心低那些被压迫已久的记忆不断的试图冲出牢门,但是每一次撞击都引来一阵刺痛。她不是原来的那个她,但是,心灵深处她以前的记忆只是被封锁起来。只要哪个打开了它,那么她将真正
的取代了她,真正的成为她。
“谢谢你。”云思兰靠在床头看着站在窗边沉默的雪凌寒。
“嗯?”雪凌寒回头看着云思兰,她的眼神似乎比以前安详很多。
“谢谢你。让我知道我还有永远不离弃的它。”云思兰抿了抿嘴,低声说着。其实,她还有其他想说的,但是千言万语都被这三个字替代。她再也找不到其他理由说了。
雪凌寒听完本来想说什么,但是抿了抿嘴,还是没有说话,只是点了点头,便走到桌子边端起了酒壶。

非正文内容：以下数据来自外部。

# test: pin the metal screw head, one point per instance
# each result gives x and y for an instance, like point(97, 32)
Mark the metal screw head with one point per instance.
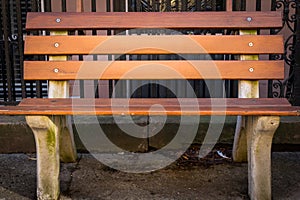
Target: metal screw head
point(249, 19)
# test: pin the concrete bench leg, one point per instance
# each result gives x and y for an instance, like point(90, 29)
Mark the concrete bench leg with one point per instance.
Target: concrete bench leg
point(67, 145)
point(239, 152)
point(48, 132)
point(260, 131)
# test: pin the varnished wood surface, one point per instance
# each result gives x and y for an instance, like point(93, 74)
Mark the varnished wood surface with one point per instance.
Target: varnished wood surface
point(121, 20)
point(275, 107)
point(167, 44)
point(155, 70)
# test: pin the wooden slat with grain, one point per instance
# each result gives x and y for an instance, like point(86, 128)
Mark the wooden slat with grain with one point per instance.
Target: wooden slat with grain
point(102, 102)
point(153, 70)
point(131, 20)
point(142, 107)
point(185, 44)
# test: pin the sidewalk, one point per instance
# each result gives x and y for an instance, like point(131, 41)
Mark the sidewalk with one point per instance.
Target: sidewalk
point(89, 179)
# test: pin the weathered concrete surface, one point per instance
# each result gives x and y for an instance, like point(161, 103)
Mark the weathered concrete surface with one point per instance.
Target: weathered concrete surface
point(16, 136)
point(89, 179)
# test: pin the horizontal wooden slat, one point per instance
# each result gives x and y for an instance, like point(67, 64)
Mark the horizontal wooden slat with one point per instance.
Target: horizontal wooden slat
point(268, 107)
point(77, 70)
point(121, 20)
point(104, 102)
point(172, 44)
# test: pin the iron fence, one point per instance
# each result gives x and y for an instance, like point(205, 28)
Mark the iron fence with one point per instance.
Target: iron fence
point(13, 18)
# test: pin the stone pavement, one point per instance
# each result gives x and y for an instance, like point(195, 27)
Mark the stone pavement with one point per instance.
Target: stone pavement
point(89, 179)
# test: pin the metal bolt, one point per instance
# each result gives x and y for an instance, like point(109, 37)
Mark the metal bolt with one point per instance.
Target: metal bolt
point(249, 19)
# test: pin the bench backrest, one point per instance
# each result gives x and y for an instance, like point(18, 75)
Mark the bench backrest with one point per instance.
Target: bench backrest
point(239, 69)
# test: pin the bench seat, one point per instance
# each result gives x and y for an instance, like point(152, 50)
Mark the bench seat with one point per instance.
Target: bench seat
point(141, 106)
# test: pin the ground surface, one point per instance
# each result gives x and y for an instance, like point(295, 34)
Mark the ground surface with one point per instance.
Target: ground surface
point(186, 179)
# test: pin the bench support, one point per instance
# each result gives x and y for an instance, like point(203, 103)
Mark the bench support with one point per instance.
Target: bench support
point(46, 131)
point(60, 89)
point(260, 131)
point(67, 147)
point(247, 89)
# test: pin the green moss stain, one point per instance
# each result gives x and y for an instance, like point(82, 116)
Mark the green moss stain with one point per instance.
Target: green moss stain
point(51, 140)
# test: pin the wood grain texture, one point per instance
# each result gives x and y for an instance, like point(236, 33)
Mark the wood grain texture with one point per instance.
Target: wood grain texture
point(131, 20)
point(259, 107)
point(172, 44)
point(153, 70)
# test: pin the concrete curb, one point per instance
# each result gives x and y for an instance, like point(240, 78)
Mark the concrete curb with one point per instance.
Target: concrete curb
point(16, 136)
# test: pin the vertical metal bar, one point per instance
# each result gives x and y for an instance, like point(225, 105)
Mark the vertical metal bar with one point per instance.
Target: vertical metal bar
point(20, 45)
point(6, 33)
point(228, 5)
point(63, 6)
point(297, 57)
point(48, 7)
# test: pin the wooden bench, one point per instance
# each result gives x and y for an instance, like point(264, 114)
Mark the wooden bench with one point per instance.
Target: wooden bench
point(258, 117)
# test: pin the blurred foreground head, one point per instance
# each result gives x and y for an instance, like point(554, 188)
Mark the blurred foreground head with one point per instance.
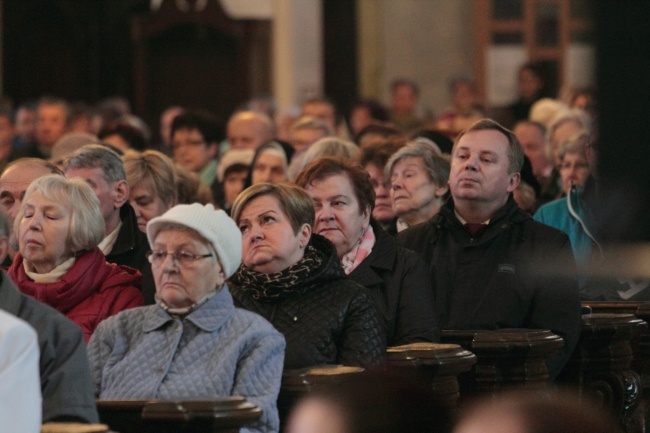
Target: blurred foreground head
point(533, 412)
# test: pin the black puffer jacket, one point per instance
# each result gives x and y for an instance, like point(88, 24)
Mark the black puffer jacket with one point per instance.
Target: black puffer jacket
point(400, 283)
point(329, 319)
point(503, 277)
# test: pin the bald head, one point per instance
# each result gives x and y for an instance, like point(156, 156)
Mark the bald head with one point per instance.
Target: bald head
point(249, 130)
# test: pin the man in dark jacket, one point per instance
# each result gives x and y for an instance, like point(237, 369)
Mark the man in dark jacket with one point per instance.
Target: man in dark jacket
point(66, 387)
point(123, 243)
point(490, 261)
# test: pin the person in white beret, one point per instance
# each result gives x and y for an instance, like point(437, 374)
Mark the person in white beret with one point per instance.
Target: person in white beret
point(193, 343)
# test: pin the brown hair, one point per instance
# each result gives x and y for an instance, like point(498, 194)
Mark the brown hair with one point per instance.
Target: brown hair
point(328, 166)
point(294, 202)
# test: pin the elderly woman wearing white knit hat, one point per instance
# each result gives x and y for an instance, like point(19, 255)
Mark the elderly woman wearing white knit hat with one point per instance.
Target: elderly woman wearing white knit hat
point(193, 343)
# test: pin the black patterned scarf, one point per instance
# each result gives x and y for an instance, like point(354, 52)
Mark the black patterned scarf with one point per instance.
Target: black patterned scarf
point(271, 287)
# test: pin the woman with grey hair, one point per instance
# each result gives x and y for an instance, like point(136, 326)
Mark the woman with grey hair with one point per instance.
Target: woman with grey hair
point(418, 175)
point(202, 345)
point(59, 226)
point(152, 184)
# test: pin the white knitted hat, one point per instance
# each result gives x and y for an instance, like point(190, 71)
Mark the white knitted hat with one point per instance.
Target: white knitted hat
point(214, 225)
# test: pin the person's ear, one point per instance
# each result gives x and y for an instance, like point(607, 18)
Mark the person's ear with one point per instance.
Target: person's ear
point(515, 178)
point(4, 247)
point(304, 234)
point(213, 149)
point(440, 191)
point(366, 216)
point(121, 193)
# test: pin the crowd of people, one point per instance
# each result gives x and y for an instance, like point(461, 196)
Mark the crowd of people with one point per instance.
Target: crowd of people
point(208, 263)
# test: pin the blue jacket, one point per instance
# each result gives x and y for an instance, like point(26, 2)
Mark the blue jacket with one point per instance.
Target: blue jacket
point(215, 351)
point(569, 214)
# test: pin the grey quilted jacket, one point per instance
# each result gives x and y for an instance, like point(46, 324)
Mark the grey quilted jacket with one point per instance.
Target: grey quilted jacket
point(215, 351)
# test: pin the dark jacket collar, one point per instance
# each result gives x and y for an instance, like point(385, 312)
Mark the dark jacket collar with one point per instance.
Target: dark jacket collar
point(502, 219)
point(10, 297)
point(129, 236)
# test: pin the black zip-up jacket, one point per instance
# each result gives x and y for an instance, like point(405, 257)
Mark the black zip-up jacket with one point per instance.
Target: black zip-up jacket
point(515, 273)
point(328, 319)
point(400, 283)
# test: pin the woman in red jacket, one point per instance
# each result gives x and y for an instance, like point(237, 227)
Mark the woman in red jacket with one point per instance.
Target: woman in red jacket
point(58, 226)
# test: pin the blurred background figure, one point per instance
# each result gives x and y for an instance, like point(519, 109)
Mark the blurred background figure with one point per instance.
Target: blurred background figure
point(195, 140)
point(68, 144)
point(152, 184)
point(232, 173)
point(124, 136)
point(269, 164)
point(25, 125)
point(373, 159)
point(304, 132)
point(371, 402)
point(166, 119)
point(574, 164)
point(364, 112)
point(563, 127)
point(403, 105)
point(329, 146)
point(324, 109)
point(377, 133)
point(530, 412)
point(464, 110)
point(249, 130)
point(533, 83)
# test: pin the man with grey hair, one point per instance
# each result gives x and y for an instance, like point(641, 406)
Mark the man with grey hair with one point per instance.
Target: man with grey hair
point(249, 130)
point(123, 243)
point(66, 387)
point(493, 265)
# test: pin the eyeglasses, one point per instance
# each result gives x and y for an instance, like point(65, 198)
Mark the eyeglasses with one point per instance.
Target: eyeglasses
point(182, 258)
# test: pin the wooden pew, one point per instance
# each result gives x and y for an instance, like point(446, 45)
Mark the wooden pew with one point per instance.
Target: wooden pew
point(506, 358)
point(601, 365)
point(298, 382)
point(438, 365)
point(225, 415)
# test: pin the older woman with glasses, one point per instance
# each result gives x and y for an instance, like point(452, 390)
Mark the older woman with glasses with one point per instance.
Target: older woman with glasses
point(294, 279)
point(193, 343)
point(418, 175)
point(59, 226)
point(397, 278)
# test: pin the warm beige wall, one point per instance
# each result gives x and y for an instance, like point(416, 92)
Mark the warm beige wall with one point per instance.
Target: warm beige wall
point(428, 41)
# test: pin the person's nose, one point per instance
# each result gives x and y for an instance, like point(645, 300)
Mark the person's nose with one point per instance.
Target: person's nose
point(255, 233)
point(169, 264)
point(13, 210)
point(35, 222)
point(396, 183)
point(136, 208)
point(325, 213)
point(382, 190)
point(471, 163)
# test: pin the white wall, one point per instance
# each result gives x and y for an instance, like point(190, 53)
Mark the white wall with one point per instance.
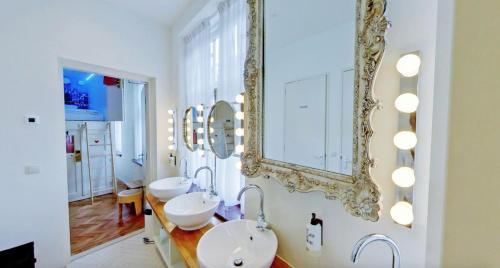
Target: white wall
point(33, 36)
point(413, 28)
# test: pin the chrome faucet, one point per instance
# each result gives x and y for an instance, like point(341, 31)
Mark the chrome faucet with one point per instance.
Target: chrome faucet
point(262, 225)
point(363, 242)
point(185, 167)
point(212, 191)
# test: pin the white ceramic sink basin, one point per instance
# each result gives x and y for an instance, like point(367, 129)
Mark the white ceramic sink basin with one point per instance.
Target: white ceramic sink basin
point(237, 242)
point(168, 188)
point(191, 211)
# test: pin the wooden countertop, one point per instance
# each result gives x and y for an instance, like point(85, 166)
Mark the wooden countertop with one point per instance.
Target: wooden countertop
point(187, 241)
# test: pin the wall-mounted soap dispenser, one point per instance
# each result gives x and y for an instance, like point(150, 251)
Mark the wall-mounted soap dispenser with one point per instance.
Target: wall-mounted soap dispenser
point(314, 236)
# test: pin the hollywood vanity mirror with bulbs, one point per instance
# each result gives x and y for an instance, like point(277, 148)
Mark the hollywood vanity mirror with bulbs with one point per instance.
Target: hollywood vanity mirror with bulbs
point(309, 98)
point(192, 128)
point(221, 129)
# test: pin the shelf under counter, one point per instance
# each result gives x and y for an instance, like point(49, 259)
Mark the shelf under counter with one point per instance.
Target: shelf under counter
point(187, 241)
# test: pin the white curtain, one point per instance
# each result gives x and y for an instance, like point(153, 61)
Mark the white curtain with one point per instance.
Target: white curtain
point(138, 90)
point(199, 90)
point(232, 47)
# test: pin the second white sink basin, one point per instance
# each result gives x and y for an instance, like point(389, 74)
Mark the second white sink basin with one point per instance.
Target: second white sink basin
point(191, 211)
point(237, 244)
point(168, 188)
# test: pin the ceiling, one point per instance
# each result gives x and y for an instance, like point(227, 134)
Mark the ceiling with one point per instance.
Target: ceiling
point(162, 11)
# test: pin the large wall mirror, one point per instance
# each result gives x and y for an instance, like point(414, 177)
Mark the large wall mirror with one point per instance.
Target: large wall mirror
point(221, 129)
point(309, 77)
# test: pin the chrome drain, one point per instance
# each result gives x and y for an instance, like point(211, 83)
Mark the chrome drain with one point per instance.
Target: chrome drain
point(238, 262)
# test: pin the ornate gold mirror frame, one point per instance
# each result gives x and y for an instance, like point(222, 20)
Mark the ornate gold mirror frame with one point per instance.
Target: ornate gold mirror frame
point(359, 193)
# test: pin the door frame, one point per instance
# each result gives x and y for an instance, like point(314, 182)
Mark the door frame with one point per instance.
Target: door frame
point(151, 130)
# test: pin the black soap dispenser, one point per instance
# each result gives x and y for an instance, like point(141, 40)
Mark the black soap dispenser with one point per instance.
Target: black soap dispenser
point(314, 236)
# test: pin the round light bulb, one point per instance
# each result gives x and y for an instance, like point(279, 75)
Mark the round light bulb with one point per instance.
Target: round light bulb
point(240, 148)
point(239, 132)
point(408, 65)
point(239, 115)
point(407, 103)
point(240, 98)
point(405, 140)
point(402, 213)
point(404, 177)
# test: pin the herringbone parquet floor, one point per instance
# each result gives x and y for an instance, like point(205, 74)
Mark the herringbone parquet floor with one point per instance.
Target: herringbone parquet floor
point(93, 225)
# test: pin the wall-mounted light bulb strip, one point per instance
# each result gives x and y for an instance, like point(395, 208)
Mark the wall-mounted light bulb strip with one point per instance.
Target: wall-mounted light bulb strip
point(200, 129)
point(239, 131)
point(172, 133)
point(406, 139)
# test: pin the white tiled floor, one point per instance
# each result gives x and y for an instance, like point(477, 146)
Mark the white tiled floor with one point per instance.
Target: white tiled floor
point(129, 253)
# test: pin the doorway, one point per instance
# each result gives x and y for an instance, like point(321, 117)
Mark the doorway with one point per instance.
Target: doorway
point(107, 151)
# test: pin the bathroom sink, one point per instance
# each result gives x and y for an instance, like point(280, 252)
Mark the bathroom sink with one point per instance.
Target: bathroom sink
point(168, 188)
point(237, 244)
point(191, 211)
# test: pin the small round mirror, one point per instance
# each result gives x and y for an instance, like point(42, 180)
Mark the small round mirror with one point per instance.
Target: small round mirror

雪凌寒拿了两个杯子,云思兰自然知道一个是为她准备的。于是自己下了床也坐在了桌边。
两个杯子的样子是不同的,云思兰当然注意到。在往自己面前杯中倒时,缓缓流出来得水与琉璃杯击打发出清脆的声音,酒水被染上翠绿色,诱惑着人,只是那带动的漩涡让人有些迷茫,仿
佛只要喝了它就会深陷漩涡之中,再也逃不开。
雪凌寒放下酒壶。一个玉制的酒杯里面的酒只是透明清澈的,纯洁的宛若豆蔻年华的少女。琉璃杯本身就是华丽惊艳的,翠绿色的杯身里的酒也杯染上颜色,鲜艳的让人有些害怕。
“两杯选一个。一个是你脸上的毒的解药,一个是……”雪凌寒顿了顿。云思兰自知是逃不过的。看了看雪凌寒,从他的眼神里什么也看不出。又看向两个酒杯。一个华丽,一个朴素。不管怎
样,两杯都是加过料的吧。不管是毒药还是什么解药,她逃不过,躲不过。但是她可以选择其中一个。
云思兰咬咬牙,不说什么。抬起有些沉重的手臂伸向那个玉制的酒杯。雪凌寒的视线也随着她的手渐渐移向她的嘴角,就当她准备喝下去时,突然雪凌寒抓住了她的手臂。
云思兰惊异的看着没有让她喝下去的雪凌寒。还没等她问出来。雪凌寒另一手拿起琉璃杯,一手撑住云思兰的头强行灌下去。
云思兰只觉得一股清凉的液体滑入自己的喉咙,口里充斥的都是清凉的味道。一杯下去,云思兰有些轻喘。雪凌寒放下酒杯温柔的看着一直哈着气的云思兰没有说话。云思兰发现自己渐渐有
些神志不清,眼睛看的越来越模糊,力气也越来越小。她在清醒的最后一瞬间,似乎听到一个轻柔的呼唤声“兰”。
绑架16
“皇上,这雪国一直与我慕王朝的势不两立,我们何不尽早将其铲除。”慕明满语重心长的说着。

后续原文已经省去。